Embora já tivessem protagonizado uma prévia do vandalismo desse domingo em 12 de dezembro, por ocasião da diplomação do presidente Luiz Inácio Lula da Silva, quando promoveram depredações e incendiaram veículos, os golpistas só empreenderam a grande operação de ontem porque contaram com a leniência das forças de segurança do Distrito Federal. A criminosa omissão, da qual o governador Ibaneis Rocha não pode se eximir com um simples pedido de desculpas, possibilitou que manifestantes arregimentados em várias partes do país invadissem os prédios públicos sem encontrar qualquer resistência. E a intenção era destruir, pois alguns invasores portavam ferramentas de demolição.

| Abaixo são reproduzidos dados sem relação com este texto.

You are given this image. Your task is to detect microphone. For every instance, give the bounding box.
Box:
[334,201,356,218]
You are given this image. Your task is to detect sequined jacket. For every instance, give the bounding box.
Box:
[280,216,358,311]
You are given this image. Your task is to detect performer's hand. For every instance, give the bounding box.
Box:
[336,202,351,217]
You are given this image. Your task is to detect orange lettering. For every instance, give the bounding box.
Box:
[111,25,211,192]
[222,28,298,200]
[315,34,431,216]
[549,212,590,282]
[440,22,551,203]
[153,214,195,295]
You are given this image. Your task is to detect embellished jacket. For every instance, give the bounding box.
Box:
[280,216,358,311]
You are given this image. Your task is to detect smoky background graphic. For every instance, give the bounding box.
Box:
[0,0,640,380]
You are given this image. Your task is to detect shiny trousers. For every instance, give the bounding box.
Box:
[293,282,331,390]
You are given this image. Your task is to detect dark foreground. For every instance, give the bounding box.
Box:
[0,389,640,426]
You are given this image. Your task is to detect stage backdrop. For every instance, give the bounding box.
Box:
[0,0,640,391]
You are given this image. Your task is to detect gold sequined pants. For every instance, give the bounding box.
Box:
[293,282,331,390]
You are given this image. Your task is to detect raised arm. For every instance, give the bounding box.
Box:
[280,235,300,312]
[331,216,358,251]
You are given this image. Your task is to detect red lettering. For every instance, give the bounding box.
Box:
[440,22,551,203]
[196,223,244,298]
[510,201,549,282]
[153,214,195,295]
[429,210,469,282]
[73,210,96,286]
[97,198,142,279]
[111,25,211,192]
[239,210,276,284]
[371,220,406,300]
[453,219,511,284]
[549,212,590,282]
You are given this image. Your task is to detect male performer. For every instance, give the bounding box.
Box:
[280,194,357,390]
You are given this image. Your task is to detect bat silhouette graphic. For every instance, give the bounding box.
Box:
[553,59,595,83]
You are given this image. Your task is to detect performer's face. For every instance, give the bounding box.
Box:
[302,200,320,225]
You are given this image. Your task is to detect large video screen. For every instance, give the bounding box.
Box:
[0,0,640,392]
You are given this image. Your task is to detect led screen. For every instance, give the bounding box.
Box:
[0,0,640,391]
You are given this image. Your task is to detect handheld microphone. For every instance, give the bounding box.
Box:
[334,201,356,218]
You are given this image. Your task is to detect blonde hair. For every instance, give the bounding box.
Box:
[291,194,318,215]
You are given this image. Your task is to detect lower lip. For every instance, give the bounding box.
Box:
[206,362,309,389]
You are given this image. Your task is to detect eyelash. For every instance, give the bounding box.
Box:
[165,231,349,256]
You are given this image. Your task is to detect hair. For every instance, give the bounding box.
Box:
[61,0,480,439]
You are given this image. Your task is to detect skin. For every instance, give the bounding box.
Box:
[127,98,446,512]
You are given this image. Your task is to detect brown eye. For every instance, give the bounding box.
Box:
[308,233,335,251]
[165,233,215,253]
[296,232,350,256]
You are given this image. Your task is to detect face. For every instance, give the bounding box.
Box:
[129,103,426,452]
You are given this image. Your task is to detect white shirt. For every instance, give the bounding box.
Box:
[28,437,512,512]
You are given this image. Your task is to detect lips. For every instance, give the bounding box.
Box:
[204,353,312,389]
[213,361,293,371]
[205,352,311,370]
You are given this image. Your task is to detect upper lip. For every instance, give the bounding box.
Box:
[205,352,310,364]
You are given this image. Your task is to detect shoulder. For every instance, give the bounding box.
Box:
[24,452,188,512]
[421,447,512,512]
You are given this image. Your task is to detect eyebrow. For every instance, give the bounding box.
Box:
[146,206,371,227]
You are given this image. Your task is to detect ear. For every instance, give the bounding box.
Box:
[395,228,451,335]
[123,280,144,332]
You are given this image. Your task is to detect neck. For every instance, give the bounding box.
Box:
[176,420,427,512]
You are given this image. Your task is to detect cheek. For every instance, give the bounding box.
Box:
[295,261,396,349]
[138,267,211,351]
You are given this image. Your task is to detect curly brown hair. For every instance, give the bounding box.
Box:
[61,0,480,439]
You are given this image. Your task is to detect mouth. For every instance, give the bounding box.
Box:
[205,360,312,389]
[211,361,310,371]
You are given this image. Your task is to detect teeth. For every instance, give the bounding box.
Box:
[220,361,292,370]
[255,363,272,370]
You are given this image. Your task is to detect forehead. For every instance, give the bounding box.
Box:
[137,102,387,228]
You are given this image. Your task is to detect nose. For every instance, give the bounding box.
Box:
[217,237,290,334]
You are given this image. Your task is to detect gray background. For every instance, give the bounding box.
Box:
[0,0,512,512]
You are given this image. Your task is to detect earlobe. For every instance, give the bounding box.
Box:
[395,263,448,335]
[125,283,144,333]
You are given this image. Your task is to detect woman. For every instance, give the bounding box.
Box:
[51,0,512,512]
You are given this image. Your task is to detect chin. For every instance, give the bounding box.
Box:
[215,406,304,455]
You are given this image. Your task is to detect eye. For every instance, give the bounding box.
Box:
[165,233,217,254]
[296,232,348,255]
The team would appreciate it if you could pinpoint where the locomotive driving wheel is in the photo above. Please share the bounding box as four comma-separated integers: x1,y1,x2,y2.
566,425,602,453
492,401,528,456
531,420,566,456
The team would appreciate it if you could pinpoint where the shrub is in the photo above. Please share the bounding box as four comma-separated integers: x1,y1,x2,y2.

O país precisará adotar medidas mais firmes para restabelecer a ordem pública e punir os terroristas disfarçados de patriotas
Alguns fatores relevantes estimulam os inimigos da democracia. O ex-presidente Jair Bolsonaro, que acompanha à distância as ações violentas de seus apoiadores enquanto dá autógrafos em Orlando, é o primeiro responsável pelo que ocorreu, por sua conduta recorrente durante os quatro anos de mandato. Também estimula os baderneiros a conivência explícita de parcela importante das Forças Armadas, evidenciada na recusa de comandantes em transferir seus cargos para novos ocupantes e em prestar continência para o presidente legitimamente eleito. Pesa ainda em favor dos arruaceiros a negligência de parte das forças policiais, percebida facilmente em episódios em que agentes públicos confraternizam com os manifestantes que deveriam reprimir.
Não há outra classificação para estes maus brasileiros: são inimigos da democracia e, agora, passam a merecer a classificação de terroristas. Os autores da selvageria devem ser responsabilizados criminalmente por seus atos, assim como todos aqueles que os encorajam, estimulam e financiam.
Vandalismo não é liberdade de expressão, golpismo não é democracia. E crime – individual ou coletivo – tem que ser tratado de acordo com o Código Penal. Oposição democrática é outra coisa bem diferente. Ninguém é obrigado a concordar com os governantes nem pode ser impedido de criticá-los. Mas quem ataca as instituições também está atacando a democracia e o país. O Brasil viveu neste oito de janeiro o seu momento mais vergonhoso desde a redemocratização.
A multidão de bolsonaristas radicais repetiu de forma grotesca a invasão de adeptos do ex-presidente norte-americano Donald Trump ao Capitólio, razão pela qual o ex-mandatário está sendo devidamente responsabilizado.
O mínimo que se espera é que aqui ocorra o mesmo, para a democracia sair fortalecida. Mas também é desejável que o triste episódio sirva de alerta para as autoridades de todos os níveis da Federação desenvolverem ações preventivas mais eficientes contra vândalos, golpistas e criminosos que usam a bandeira nacional como escudo.